A couple of months ago, I spent a few weeks playing with <canvas>. The main reason was to write a game (currently on the back burner, but not "cold" as yet), and also to re-learn some simple mechanics and trigonometry I've forgotten since c.1993. I've put together a little bit of code ("testbed") which lets me put together simple interactive diagrams. Due to the lack of text support in <canvas>, unfortunately I can't label everything diligently. My old maths teacher, Mr. Slatter, would be horrified.
I mainly got sidetracked trying to calculate the scalar, or mass moment of inertia of an arbitrary polygon. This would be used to calculate what happens when something hits a polygon. Unfortunately, I couldn't find any pertinent information about it, and a lot of conflicting (or just plain wrong) stuff confusing it with other things with similar names. I even rootled through the garage and found my trusty 3rd Edition of Stroud, which got me through A-level maths. Anyway, I finally found the answer and then took a break from the code. I should really get back to it sometime.
After seeing some experiments done by my friend Martin, I've thrown caution to the wind and decided to publicise my egregious lack of mathematical knowledge, along with my hacky approach to non-browser-portable Javascript. So, below is a cut-n-paste list of the experiments... comments are extremely welcome.
These pages are simple Javascript experiments with various geometric situations to try things out.
They are most likely to work in Firefox, but will probably run fastest in Opera if at all. Safari is okay, as is Camino.
- Experiment 1: Intersection between a stationary circle and a polygon. Comparison of line normals against direction to intersection points gives whether the circle is inside or outside the polygon. Uses the circle/line intersection test.
- Experiment 2: Collision of circle in motion against a line. Uses similar triangles to work out collision "time", and then reflects both C and C-prime in the line to give new positions for constraints.
- Experiment 3a: Intersection of a circle in motion against a polygon, including corners.

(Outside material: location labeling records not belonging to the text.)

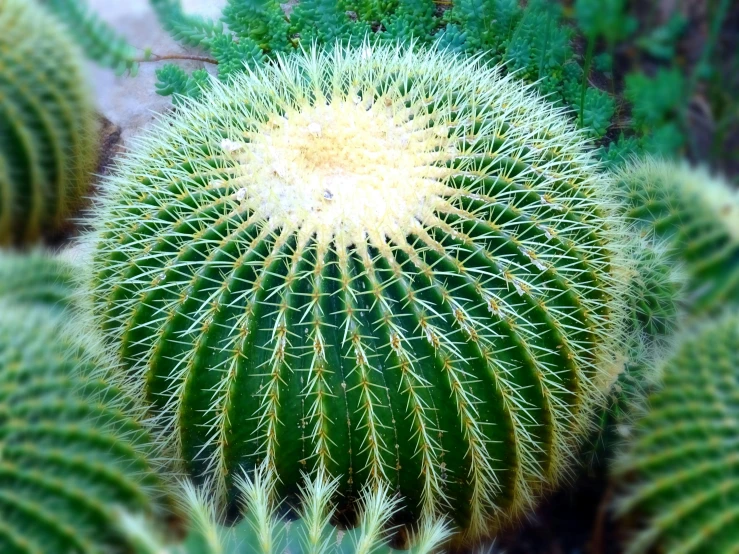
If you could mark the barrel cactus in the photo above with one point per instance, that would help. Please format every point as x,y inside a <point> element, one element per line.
<point>655,301</point>
<point>36,278</point>
<point>384,265</point>
<point>47,123</point>
<point>685,450</point>
<point>698,216</point>
<point>71,452</point>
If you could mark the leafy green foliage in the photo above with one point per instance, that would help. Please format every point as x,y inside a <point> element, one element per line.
<point>191,30</point>
<point>96,38</point>
<point>262,21</point>
<point>655,108</point>
<point>173,80</point>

Uses two methods: similar triangles technique for collision against edges, and circle/line intersection test for collision against corners. Uses the first collision, using simple minimum finding.

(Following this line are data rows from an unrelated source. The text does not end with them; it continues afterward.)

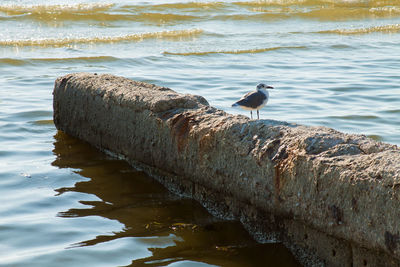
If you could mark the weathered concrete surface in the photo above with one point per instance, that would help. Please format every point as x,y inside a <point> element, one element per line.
<point>333,198</point>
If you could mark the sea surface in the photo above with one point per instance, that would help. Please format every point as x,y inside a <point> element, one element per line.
<point>334,63</point>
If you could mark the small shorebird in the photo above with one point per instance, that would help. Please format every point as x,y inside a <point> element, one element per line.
<point>254,100</point>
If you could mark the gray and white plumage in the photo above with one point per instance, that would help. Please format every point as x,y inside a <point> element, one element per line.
<point>254,100</point>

- Experiment 3b: As above, but using simpler algorithms.
- Experiment 4: Oliver Humpage kindly wrote some PHP code simulating a simple collision between a point and a polygon. I've translated this to the same framework I've used here.

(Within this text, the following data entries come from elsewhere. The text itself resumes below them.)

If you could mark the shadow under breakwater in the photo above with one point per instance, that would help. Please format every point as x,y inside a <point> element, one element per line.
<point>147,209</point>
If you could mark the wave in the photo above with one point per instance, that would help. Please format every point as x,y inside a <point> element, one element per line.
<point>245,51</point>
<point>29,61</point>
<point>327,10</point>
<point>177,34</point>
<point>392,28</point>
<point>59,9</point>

- Experiment 5: First step in calculating mass moment of inertia (MMI): triangulation of simple (but not necessarily convex) polygon using Ear Cutting. This is non-optimal, but since the search for a simpler mechanism an open problem, I'm okay with going for the O(n2) solution since we're only doing this once (as long as the polygon doesn't change shape), and we're only doing it for a small n.
- Experiment 6a: MMI test, using bh3/36, which doesn't seem right. Comparison circles are also given. One problem here is confusion between (scalar) {mass,polar,area} moments of inertia, probably thanks to structural engineers making a mockery of the terminology. In particular, I think the author of this page has picked the wrong one (possibly "area" rather than "mass"). Wikipedia's not helpful on this point, and my calculus isn't really up to the task. Finding a formula for the MMI around the centroid of a triangle (in 2D) is proving difficult. I'm not sure if this value will even help: the parallel axis theorem only works for axes in the plane of the shape, while we're trying to get it around an axis normal to the plane of the shape.
- Experiment 6b: The above method doesn't seem to work, so trying a different method. Seems to work well, although the figures go weird when the triangle is "inverted", ie. the vertices are anticlockwise.
- Experiment 6c: Brute force approach, by gridding the triangle and treating each point as a point mass. This should give an approximation for comparison of the other experiments. Interestingly, there seems to be a relationship between the approximation and the largest (pale blue) circle (bounding circle around the centroid). For an equilateral triangle, the approximation is about half that of the circle, and for a sliver-like oblique triangle, it's about 27%. I suspect the range might be ¼ to ½, in inverse relation to the largest angle of the triangle (60°⇒½, 180°⇒¼), but not necessarily inverse proportional. The sliver, of course, tends to that of a thin rod, given by (ml2)/12. As the rod has no area (our current analogue for mass), it gets tricky.
- Experiment 6d: To compare the results of 6b and 6c. Seems to match very well.
- Experiment 7: Combines Experiment 5 with Experiment 6d to demonstrate the use of the MMI calculations on the arbitrary simple polygon. The methods are functionized, and also parameterized to allow a different rotation axis point to the triangle's centroid: in this case, the polygon's centroid. It demonstrates that the method from Experiment 6b is correct and general enough to use for the polygon. This confirms the mass moment of inertia of a simple polygon around an axis normal to the plane of the polygon and through its centroid!
- Verlet Experiment: Test of point-based verlet integration mechanism. Simulates all objects as point meshes. Too slow for use in a Javascript-based game, I think.
- Mandelbrot: To demonstrate to Steve how canvasses work. WARNING: Runs badly in anything but Opera.